People are hardwired to move on after breakups and fall in love again, a review paper suggests.
Brian Boutwell, associate professor of criminology and criminal justice and associate professor of epidemiology at Saint Louis University, worked with his colleagues in analyzing the process of falling out of love and moving on to a new relationship. The team also identified the different evolutionary reasons why people break up.
His analysis showed that men are naturally inclined to leave the relationship after finding out that his partner had sex with another man. Men's brains are also hardwired not to raise children that don't belong to them.
Women, on the other hand, don't need sex to be the reason to break up with their partners because even emotional cheating is good enough to push them out. This is because women are evolutionarily hardwired to protect their resources for their children and physical protection.

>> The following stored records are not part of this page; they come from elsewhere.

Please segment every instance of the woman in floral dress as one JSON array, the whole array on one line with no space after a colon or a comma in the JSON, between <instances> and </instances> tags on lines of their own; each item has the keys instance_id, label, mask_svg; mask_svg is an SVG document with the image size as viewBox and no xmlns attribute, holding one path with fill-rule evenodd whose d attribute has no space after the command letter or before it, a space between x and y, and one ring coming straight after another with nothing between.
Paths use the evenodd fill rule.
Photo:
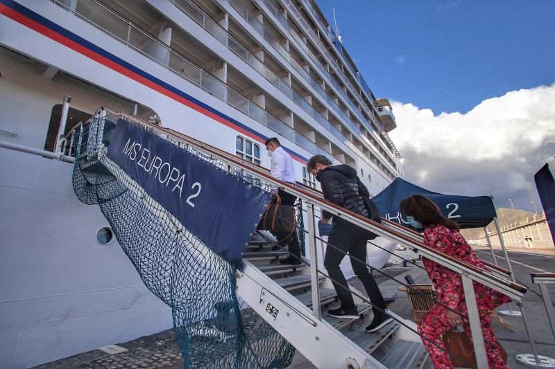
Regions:
<instances>
[{"instance_id":1,"label":"woman in floral dress","mask_svg":"<svg viewBox=\"0 0 555 369\"><path fill-rule=\"evenodd\" d=\"M400 208L413 228L424 229L426 245L472 265L487 269L459 232L459 225L443 216L437 206L426 197L418 195L407 197L401 201ZM434 368L452 368L453 364L445 350L441 335L462 324L472 342L469 322L466 316L466 304L462 281L458 273L435 262L424 258L423 262L436 289L436 303L418 323L418 332ZM490 368L506 368L506 364L501 357L491 326L491 313L510 298L477 282L474 281L473 284Z\"/></svg>"}]
</instances>

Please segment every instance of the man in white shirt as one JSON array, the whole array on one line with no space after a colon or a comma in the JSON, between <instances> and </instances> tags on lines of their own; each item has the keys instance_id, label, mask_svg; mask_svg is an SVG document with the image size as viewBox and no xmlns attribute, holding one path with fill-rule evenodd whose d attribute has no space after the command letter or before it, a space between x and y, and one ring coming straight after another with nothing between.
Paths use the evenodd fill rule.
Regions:
<instances>
[{"instance_id":1,"label":"man in white shirt","mask_svg":"<svg viewBox=\"0 0 555 369\"><path fill-rule=\"evenodd\" d=\"M295 185L296 179L295 178L295 167L293 165L293 159L282 147L279 140L273 137L266 141L266 148L268 150L268 155L271 156L270 170L272 176L280 179L284 182ZM272 195L275 197L279 196L281 198L283 205L294 205L297 198L290 195L282 189L273 188ZM275 197L277 201L277 197ZM284 240L280 243L282 246L288 246L289 249L289 256L280 262L282 264L300 264L300 247L297 232L293 232L289 237L289 233L277 232L275 237L278 240Z\"/></svg>"}]
</instances>

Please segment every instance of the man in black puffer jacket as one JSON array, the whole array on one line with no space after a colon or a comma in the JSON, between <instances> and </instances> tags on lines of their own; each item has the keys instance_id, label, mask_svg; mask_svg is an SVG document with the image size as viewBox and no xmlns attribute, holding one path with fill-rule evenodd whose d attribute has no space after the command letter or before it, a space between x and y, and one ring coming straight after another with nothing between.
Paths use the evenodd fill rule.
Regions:
<instances>
[{"instance_id":1,"label":"man in black puffer jacket","mask_svg":"<svg viewBox=\"0 0 555 369\"><path fill-rule=\"evenodd\" d=\"M366 208L363 197L368 198L370 193L366 186L357 176L355 168L345 164L332 165L332 162L325 156L316 155L309 160L307 169L316 176L316 180L322 186L322 192L325 199L359 215L369 217L370 210ZM323 211L323 222L327 223L331 215L328 212ZM359 318L357 306L348 290L348 285L339 267L339 264L347 253L359 260L366 262L366 242L372 237L372 235L369 231L345 219L338 217L335 217L334 219L334 226L327 239L328 244L324 258L324 267L330 274L341 305L337 309L330 309L327 311L332 316L350 319ZM377 331L388 324L393 319L383 312L386 309L384 298L376 281L368 272L366 264L351 258L351 265L355 273L362 282L372 302L374 318L372 323L366 327L366 330Z\"/></svg>"}]
</instances>

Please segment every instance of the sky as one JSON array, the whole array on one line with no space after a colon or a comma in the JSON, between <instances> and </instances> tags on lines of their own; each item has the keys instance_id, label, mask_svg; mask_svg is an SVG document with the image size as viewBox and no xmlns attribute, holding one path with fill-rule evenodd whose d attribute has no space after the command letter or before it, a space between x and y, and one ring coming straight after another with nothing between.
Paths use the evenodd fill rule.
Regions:
<instances>
[{"instance_id":1,"label":"sky","mask_svg":"<svg viewBox=\"0 0 555 369\"><path fill-rule=\"evenodd\" d=\"M541 208L533 174L555 173L555 1L316 0L374 94L406 179Z\"/></svg>"}]
</instances>

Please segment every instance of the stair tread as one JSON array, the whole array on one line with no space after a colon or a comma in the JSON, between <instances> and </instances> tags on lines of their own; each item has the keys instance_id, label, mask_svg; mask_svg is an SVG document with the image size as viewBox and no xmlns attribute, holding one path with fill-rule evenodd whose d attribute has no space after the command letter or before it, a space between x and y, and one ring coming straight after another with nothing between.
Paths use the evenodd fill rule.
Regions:
<instances>
[{"instance_id":1,"label":"stair tread","mask_svg":"<svg viewBox=\"0 0 555 369\"><path fill-rule=\"evenodd\" d=\"M289 255L289 251L247 251L243 253L243 257L246 259L253 259L273 256L279 258L280 256L287 256L288 255Z\"/></svg>"},{"instance_id":2,"label":"stair tread","mask_svg":"<svg viewBox=\"0 0 555 369\"><path fill-rule=\"evenodd\" d=\"M318 279L321 281L325 277L320 276ZM300 276L293 276L291 277L286 277L284 278L278 278L273 280L274 282L278 283L282 288L285 289L291 287L299 287L300 286L306 285L310 287L310 275L301 274Z\"/></svg>"},{"instance_id":3,"label":"stair tread","mask_svg":"<svg viewBox=\"0 0 555 369\"><path fill-rule=\"evenodd\" d=\"M372 309L372 307L368 305L357 305L357 309L359 310L359 314L362 316L363 314L369 313ZM343 319L341 318L336 318L335 316L330 316L327 312L322 314L322 318L338 330L341 330L345 325L349 325L350 323L357 321L356 319Z\"/></svg>"},{"instance_id":4,"label":"stair tread","mask_svg":"<svg viewBox=\"0 0 555 369\"><path fill-rule=\"evenodd\" d=\"M348 336L348 338L355 342L361 349L371 354L379 347L388 337L395 333L399 328L398 323L390 323L377 332L366 332L366 327L361 327Z\"/></svg>"},{"instance_id":5,"label":"stair tread","mask_svg":"<svg viewBox=\"0 0 555 369\"><path fill-rule=\"evenodd\" d=\"M390 369L420 368L427 357L422 342L399 340L380 361Z\"/></svg>"},{"instance_id":6,"label":"stair tread","mask_svg":"<svg viewBox=\"0 0 555 369\"><path fill-rule=\"evenodd\" d=\"M337 293L335 291L335 289L330 288L320 289L320 300L323 303L326 303L326 302L331 302L336 296L337 296ZM295 297L297 298L297 300L298 300L305 305L308 306L309 307L312 306L311 291L309 291L308 292L305 292L304 294L297 295Z\"/></svg>"},{"instance_id":7,"label":"stair tread","mask_svg":"<svg viewBox=\"0 0 555 369\"><path fill-rule=\"evenodd\" d=\"M304 264L300 264L299 265L289 265L288 264L271 264L270 265L264 265L264 267L259 267L258 269L262 273L268 273L270 271L296 271L304 267Z\"/></svg>"}]
</instances>

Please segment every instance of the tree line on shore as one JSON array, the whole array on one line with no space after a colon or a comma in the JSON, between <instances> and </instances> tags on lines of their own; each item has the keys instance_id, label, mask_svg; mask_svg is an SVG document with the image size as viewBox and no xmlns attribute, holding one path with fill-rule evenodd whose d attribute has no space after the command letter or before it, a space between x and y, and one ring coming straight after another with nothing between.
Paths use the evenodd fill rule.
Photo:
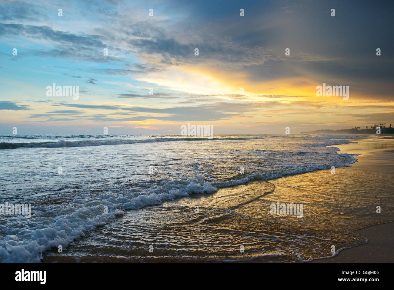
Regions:
<instances>
[{"instance_id":1,"label":"tree line on shore","mask_svg":"<svg viewBox=\"0 0 394 290\"><path fill-rule=\"evenodd\" d=\"M370 126L365 126L365 129L362 129L360 127L355 127L350 129L340 129L338 130L333 130L331 129L323 129L320 130L316 130L309 132L301 132L301 134L308 133L323 133L327 134L376 134L376 129L378 127L380 127L381 134L394 134L394 128L390 124L389 126L387 127L386 123L381 123L379 125L374 124Z\"/></svg>"}]
</instances>

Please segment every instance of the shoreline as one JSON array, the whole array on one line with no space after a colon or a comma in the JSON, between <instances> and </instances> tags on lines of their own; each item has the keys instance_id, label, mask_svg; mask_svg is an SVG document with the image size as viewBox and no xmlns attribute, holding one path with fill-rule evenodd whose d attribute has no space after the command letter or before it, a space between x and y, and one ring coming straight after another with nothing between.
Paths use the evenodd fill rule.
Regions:
<instances>
[{"instance_id":1,"label":"shoreline","mask_svg":"<svg viewBox=\"0 0 394 290\"><path fill-rule=\"evenodd\" d=\"M351 167L353 167L355 169L364 170L371 166L371 162L375 159L374 157L377 157L377 155L378 155L379 153L377 152L373 153L370 151L365 150L365 147L363 148L362 143L373 143L378 142L378 140L384 140L389 139L392 139L392 136L379 136L371 138L370 136L363 136L357 141L355 140L355 143L353 143L333 145L333 147L337 147L340 149L340 151L338 151L338 152L358 154L357 156L357 162L353 164ZM353 146L356 148L355 150L351 148L352 144L357 144ZM359 150L357 149L357 148ZM390 148L387 148L387 150L385 150L385 149L383 148L380 149L380 152L385 151L387 153L392 154L393 150ZM381 158L379 159L379 161L381 161L382 158ZM392 160L392 159L388 160ZM390 172L387 170L388 167L392 166L388 164L387 160L385 162L383 162L383 164L379 164L379 165L375 166L374 169L378 171L385 173ZM376 168L377 167L378 168ZM350 248L343 249L339 251L335 256L315 259L307 262L394 262L394 257L393 255L387 255L387 253L390 253L392 251L394 247L393 247L394 246L394 242L393 242L394 241L394 222L393 221L384 221L380 223L367 225L351 231L351 232L366 238L368 240L367 242Z\"/></svg>"}]
</instances>

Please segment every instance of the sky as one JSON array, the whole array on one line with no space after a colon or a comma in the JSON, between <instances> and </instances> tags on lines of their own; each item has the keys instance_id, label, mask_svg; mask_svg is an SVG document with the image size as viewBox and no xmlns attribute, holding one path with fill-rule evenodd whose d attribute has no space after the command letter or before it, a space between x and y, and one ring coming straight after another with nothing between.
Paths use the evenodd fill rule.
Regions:
<instances>
[{"instance_id":1,"label":"sky","mask_svg":"<svg viewBox=\"0 0 394 290\"><path fill-rule=\"evenodd\" d=\"M106 127L179 134L190 123L216 134L282 134L286 127L394 125L393 6L0 1L0 134L98 135ZM78 99L48 96L54 83L78 86ZM349 86L348 99L316 95L323 83Z\"/></svg>"}]
</instances>

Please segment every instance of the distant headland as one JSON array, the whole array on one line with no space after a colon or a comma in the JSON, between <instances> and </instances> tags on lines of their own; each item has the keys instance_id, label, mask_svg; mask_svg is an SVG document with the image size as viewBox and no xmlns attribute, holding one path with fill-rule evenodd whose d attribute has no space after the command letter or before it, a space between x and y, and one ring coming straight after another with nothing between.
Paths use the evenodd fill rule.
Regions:
<instances>
[{"instance_id":1,"label":"distant headland","mask_svg":"<svg viewBox=\"0 0 394 290\"><path fill-rule=\"evenodd\" d=\"M394 134L394 128L391 126L390 124L389 127L386 126L386 123L382 123L379 125L376 124L370 126L365 126L365 129L361 129L360 127L355 127L350 129L341 129L339 130L333 130L330 129L323 129L315 131L301 132L300 134L376 134L378 127L380 128L381 134Z\"/></svg>"}]
</instances>

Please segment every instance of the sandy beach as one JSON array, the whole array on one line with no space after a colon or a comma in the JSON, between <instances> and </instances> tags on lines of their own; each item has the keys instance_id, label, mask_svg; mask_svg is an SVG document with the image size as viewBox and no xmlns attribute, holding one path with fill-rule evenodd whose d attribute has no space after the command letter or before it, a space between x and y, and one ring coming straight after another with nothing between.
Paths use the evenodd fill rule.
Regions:
<instances>
[{"instance_id":1,"label":"sandy beach","mask_svg":"<svg viewBox=\"0 0 394 290\"><path fill-rule=\"evenodd\" d=\"M357 143L338 146L343 153L357 153L358 162L351 167L342 169L359 171L362 178L367 178L372 173L381 172L394 177L392 160L394 157L392 137L363 137ZM368 172L371 174L368 175ZM372 182L378 180L372 180ZM377 182L377 184L379 184ZM391 187L392 184L388 184ZM392 212L391 214L392 214ZM392 263L394 257L388 255L394 247L394 223L376 225L353 232L366 237L368 242L357 247L345 249L336 256L327 259L315 260L312 263Z\"/></svg>"},{"instance_id":2,"label":"sandy beach","mask_svg":"<svg viewBox=\"0 0 394 290\"><path fill-rule=\"evenodd\" d=\"M393 245L394 227L389 222L393 219L393 207L389 201L394 189L394 139L368 136L353 141L333 146L340 149L338 154L359 154L351 166L336 168L335 174L330 169L319 170L270 180L275 186L273 192L241 206L237 212L300 227L352 232L368 239L367 244L312 262L392 262L393 257L387 253ZM303 218L271 215L266 209L277 201L295 201L304 204ZM377 206L380 214L376 212Z\"/></svg>"}]
</instances>

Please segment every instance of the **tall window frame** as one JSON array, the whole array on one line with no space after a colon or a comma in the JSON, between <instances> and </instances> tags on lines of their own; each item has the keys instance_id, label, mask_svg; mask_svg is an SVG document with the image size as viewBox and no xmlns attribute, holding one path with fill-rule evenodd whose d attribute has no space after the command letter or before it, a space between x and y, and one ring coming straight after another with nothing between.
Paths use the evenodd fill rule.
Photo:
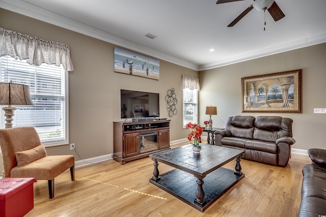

"Men are particularly sensitive to sexual infidelity between their partner and someone else," Boutwell said in a press release. "That's not to say women don't get jealous, they certainly do, but it's especially acute for men regarding sexual infidelity."
But not all genders are the same. Some are willing to tolerate cheating. There are also some that need longer time to move on after a breakup due to environmental and genetic reasons.
"Our review of the literature suggests we have a mechanism in our brains designed by natural selection to pull us through a very tumultuous time in our lives," Boutwell added. "It suggests people will recover; the pain will go away with time. There will be a light at the end of the tunnel."
Boutwell described the falling in love and moving on process as a "mate ejection." He believes that more research is needed to better understand the problems that affect relationships and thus prevent breakups.
"If we better understand mate ejection, it may offer direct and actionable insight into ways in which couples can save a relationship that might otherwise come to stultifying and abrupt halt," he said.
The paper was published in the Review of General Psychology.